Cause. Sending on a closed channel is always a panic. The language does not let senders test "is this channel closed?" reliably from outside — they must coordinate.

Fix. Reorder lifetimes so all senders finish before the channel is closed. Often via wg.Wait(); close(ch) in a goroutine that owns the close.

Example 13: Closing a receive-only channel¶

func consume(ch <-chan int) {
    close(ch)               // compile error: cannot close receive-only channel
}

Symptom. Compile error. This is the easy version of pitfall 12 — the compiler catches it.

Cause. Receive-only channels (<-chan T) can only be received from. The compiler enforces directionality.

Fix. Either keep the channel bidirectional inside the closing function, or restructure ownership so closing happens before the channel is narrowed to receive-only.

Example 14: `time.After` in a select loop¶

for {
    select {
    case msg := <-msgs:
        process(msg)
    case <-time.After(time.Second):
        return              // timeout
    }
}

Symptom. Memory grows under load. Each iteration of the for loop creates a new Timer from time.After. If msgs is busy, the timeout case is never selected, but the timer is not garbage-collected until it fires (1 second later).

Cause. time.After returns a channel from a fresh Timer. The timer is alive in the runtime's heap until it fires. Allocating one per iteration when iterations are fast is a slow leak.

Fix.

timer := time.NewTimer(time.Second)
defer timer.Stop()
for {
    select {
    case msg := <-msgs:
        process(msg)
        if !timer.Stop() {
            <-timer.C
        }
        timer.Reset(time.Second)
    case <-timer.C:
        return
    }
}

Reusing a single Timer avoids the per-iteration allocation. The Reset dance is awkward but correct. Go 1.23 made Reset simpler — see the release notes.

For the full chapter on timers and tickers, see 02-channels and the time package documentation.

Example 15: `defer` inside a tight loop¶

for _, file := range files {
    f, err := os.Open(file)
    if err != nil {
        return err
    }
    defer f.Close()         // BUG: deferred until function returns
    process(f)
}

Symptom. "Too many open files" errors on big inputs. All defers are queued for function return — none run during the loop.

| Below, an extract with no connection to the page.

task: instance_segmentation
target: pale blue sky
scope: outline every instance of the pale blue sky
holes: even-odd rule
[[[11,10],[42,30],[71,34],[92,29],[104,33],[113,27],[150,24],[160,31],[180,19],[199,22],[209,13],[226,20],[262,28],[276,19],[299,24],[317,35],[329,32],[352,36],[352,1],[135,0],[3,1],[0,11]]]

Cause. defer runs at function exit, not loop iteration exit. With 10 000 files, 10 000 open file descriptors accumulate before any closes.

Fix. Extract the body to a function:

for _, file := range files {
    if err := processFile(file); err != nil {
        return err
    }
}

func processFile(name string) error {
    f, err := os.Open(name)
    if err != nil {
        return err
    }
    defer f.Close()         // runs at the end of processFile, per iteration
    return process(f)
}

In the goroutine context: if a long-running goroutine has defers inside a for loop, each iteration adds to the defer chain. Same fix.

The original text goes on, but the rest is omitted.